Taking place straight after the last film, Muppets Most Wanted sees the gang acquire a new tour manager in Ricky Gervais’ shady Dominic Badguy (you’re ahead already, aren’t you?). Under his suggestion, the gang go on a lavish world tour, but the world’s most dangerous frog, Constantine (issue 398’s cover star) has escaped and in a case of mistaken identity Kermit is arrested and Constantine imitates him on the tour, all in an attempt to pull off the biggest crime of the century. Will the gang uncover this green doppelganger? Or will Kermit be trapped in the inescapable Siberian Gulag?

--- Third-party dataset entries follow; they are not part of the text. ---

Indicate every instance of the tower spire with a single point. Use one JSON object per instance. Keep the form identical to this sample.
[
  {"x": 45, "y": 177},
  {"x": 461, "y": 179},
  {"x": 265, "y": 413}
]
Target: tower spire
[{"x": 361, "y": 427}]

Muppets Most Wanted is a sequel that chooses to make things bigger, and whilst that does not always indicate better, this globetrotting crime adventure is every bit as enjoyable as you would expect. The jokes are fast, vivacious and constantly irreverent, with Bobin and Stoller’s screenplay embellishing its musical trappings, creating some wicked tracks that will make even the tone deaf among you tap a foot (webbed or otherwise). Whereas the last film chose to focus on the past contrasted the present and how we all need a bit of vintage in our lives, this film takes the comeback of Muppetmania and grounds it in celebrity culture (especially the final third). The jokes may not all work but the ones that don’t are outnumbered by those that do. As for the celebrity cameos (which many cited as not starry enough last time around), they are pretty impressive (a film where Christoph Waltz does the waltz and where Usher appears as an usher, is somehow impossible to dislike!).

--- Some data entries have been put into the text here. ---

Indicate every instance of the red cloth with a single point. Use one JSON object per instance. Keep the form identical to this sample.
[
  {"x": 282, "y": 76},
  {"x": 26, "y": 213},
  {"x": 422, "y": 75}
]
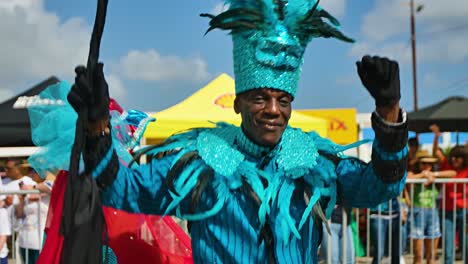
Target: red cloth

Certain fans may disapprove of some the occasional bigger effects used and the notable lack of Jason Segal/Amy Adams-esque warm human leads (although Tina Fey’s Russian prison guard Nadya, is terrifically barmy) but this is the Muppets’ show and they are as loveable as ever. Ricky Gervais actually remains somewhat restrained in the film (which may disappoint some but it is actually a wise tactic, allowing the zany critters to bounce off him – sometimes literally). The puppet work is astounding in parts, and all the crew are present including Kermit, Fozzie Bear, Miss Piggy, Animal and Walter (introduced in the last film), with a bigger part this time for the stone-faced Sam the Eagle (whose on-screen partnership with Ty Burrell’s Interpol inspector is hilarious). Even those Muppet characters that don’t get big parts are allowed their comic zingers (the best of which may be Statler and Waldorf’s misinterpretation of a Berlin billboard). Although it is the villain Constantine who is the greatest find of this sequel, an old school moustache-twirling (or mole stroking in this case) baddie and the driving force for the occasionally unstructured country-hopping plot.
Muppets Most Wanted is like a stage show the director was too entertained to call “cut” on and while this means the craziness is stretched a bit at 113 minutes, audiences will emerge pleased. Bret McKenzie again pens some cracking musical numbers that progress the narrative and feel welcome as opposed to stuffed in. This is a film that does not far exceed expectations, but, like one of Fozzie’s gags, delivers exactly what you expect. Most will come away cheery, humming and more than ready to attend the next great Muppet caper.